En 2006, il étudie les "restes présumés" de Jeanne d'Arc, conservés dans un musée de Chinon. Les analyses révèlent que ces reliques datent en réalité du VIIe siècle avant Jésus-Christ et proviennent d'une momie égyptienne réduite en poussière. Cette découverte met en lumière l'importance symbolique de Jeanne d'Arc et les enjeux politiques liés à sa figure.

Lire aussi: Philippe de Comines: Une école pour les petits

Henri IV : une authentification controversée

Philippe Charlier s'est retrouvé au cœur d'une polémique concernant l'authenticité de la tête d'Henri IV. Après avoir mené des analyses approfondies, il conclut que la tête est bien celle du roi assassiné en 1610. Cependant, certains historiens contestent cette conclusion, alimentant une controverse qui divise encore la communauté scientifique.

Robespierre : un visage controversé

L'étude des comptes rendus médicaux de Robespierre conduit Philippe Charlier à diagnostiquer une sarcoïdose, une maladie auto-immune qui pourrait expliquer l'état de fatigue du révolutionnaire. Il réalise également une reconstitution faciale en trois dimensions, mais le résultat, peu flatteur, suscite la colère de certains, qui y voient une volonté de dénigrer le personnage historique.
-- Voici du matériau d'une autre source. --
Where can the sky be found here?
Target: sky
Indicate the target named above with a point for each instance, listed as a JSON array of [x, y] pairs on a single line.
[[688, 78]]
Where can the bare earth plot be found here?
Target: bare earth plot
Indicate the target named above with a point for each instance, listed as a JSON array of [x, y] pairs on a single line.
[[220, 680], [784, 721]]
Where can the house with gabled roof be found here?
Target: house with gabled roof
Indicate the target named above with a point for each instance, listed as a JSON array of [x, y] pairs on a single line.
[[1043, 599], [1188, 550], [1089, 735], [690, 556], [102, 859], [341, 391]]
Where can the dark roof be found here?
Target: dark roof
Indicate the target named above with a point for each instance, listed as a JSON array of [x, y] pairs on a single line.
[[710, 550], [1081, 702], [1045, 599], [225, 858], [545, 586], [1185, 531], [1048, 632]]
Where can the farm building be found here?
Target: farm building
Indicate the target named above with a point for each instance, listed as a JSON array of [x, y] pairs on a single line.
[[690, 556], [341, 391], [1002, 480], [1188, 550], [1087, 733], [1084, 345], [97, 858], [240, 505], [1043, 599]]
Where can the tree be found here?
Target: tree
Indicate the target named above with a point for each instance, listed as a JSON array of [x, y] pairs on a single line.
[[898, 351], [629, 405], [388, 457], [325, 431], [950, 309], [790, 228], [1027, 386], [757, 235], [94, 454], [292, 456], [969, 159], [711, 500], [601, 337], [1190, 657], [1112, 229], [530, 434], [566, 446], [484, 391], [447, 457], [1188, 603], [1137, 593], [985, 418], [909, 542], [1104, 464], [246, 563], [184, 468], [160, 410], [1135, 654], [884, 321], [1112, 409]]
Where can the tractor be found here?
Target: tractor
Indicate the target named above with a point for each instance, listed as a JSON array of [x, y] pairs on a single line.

Hitler : la fin des théories complotistes

En 2016, Philippe Charlier obtient l'autorisation d'examiner les restes supposés d'Hitler, conservés à Moscou. L'étude de la denture et d'un fragment de crâne confirme que le chef nazi s'est bien donné la mort dans son bunker en 1945, mettant fin aux théories complotistes qui prétendent qu'il aurait survécu.

L'exposition "Zombis : la mort n'est pas une fin ?"

Philippe Charlier est le commissaire principal de l'exposition "Zombis. La mort n'est pas une fin ?", au Musée du quai Branly-Jacques Chirac. Cette exposition explore l'histoire et la pratique de la zombification en Haïti, en combinant les regards de la médecine, de l'archéologie et de l'anthropologie de terrain.

L'exposition montre que les zombis, qui ont inspiré tant de films et de livres, existent réellement. Selon Philippe Charlier, la zombification est une pratique qui remonte au XIXe siècle, au moment de l'émancipation des premiers esclaves. Elle consiste à paralyser une personne à l'aide de substances toxiques, puis à l'enterrer vivante. Le sorcier va ensuite ressortir le corps et cette personne va vivre une vie d'esclave pendant tout le reste de son existence.

Lire aussi: Entre politique et droit : Philippe Fontana

Philippe Charlier a rencontré ces zombis lorsqu'il a travaillé en Haïti, où il y aurait aujourd'hui environ 50 000 à 55 000 zombis.

Un homme aux multiples facettes

Philippe Charlier est un homme aux multiples facettes, passionné par son travail et animé par une soif insatiable de connaissances. Il est à la fois un scientifique rigoureux, un historien passionné et un conteur captivant. Son approche multidisciplinaire et son souci de l'éthique font de lui une figure incontournable de la recherche sur le passé.

Il est également un collectionneur d'art premier, qu'il explore à travers le prisme de la médecine et de l'anthropologie. Il s'intéresse aux représentations des maladies dans l'art premier et cherche à les rendre compréhensibles.

Malgré ses nombreuses activités, Philippe Charlier trouve encore le temps de se consacrer à sa famille. Il est marié à une médecin radiologue et père de trois garçons. Il travaille souvent tard la nuit, quand sa famille dort, et dans les transports en commun.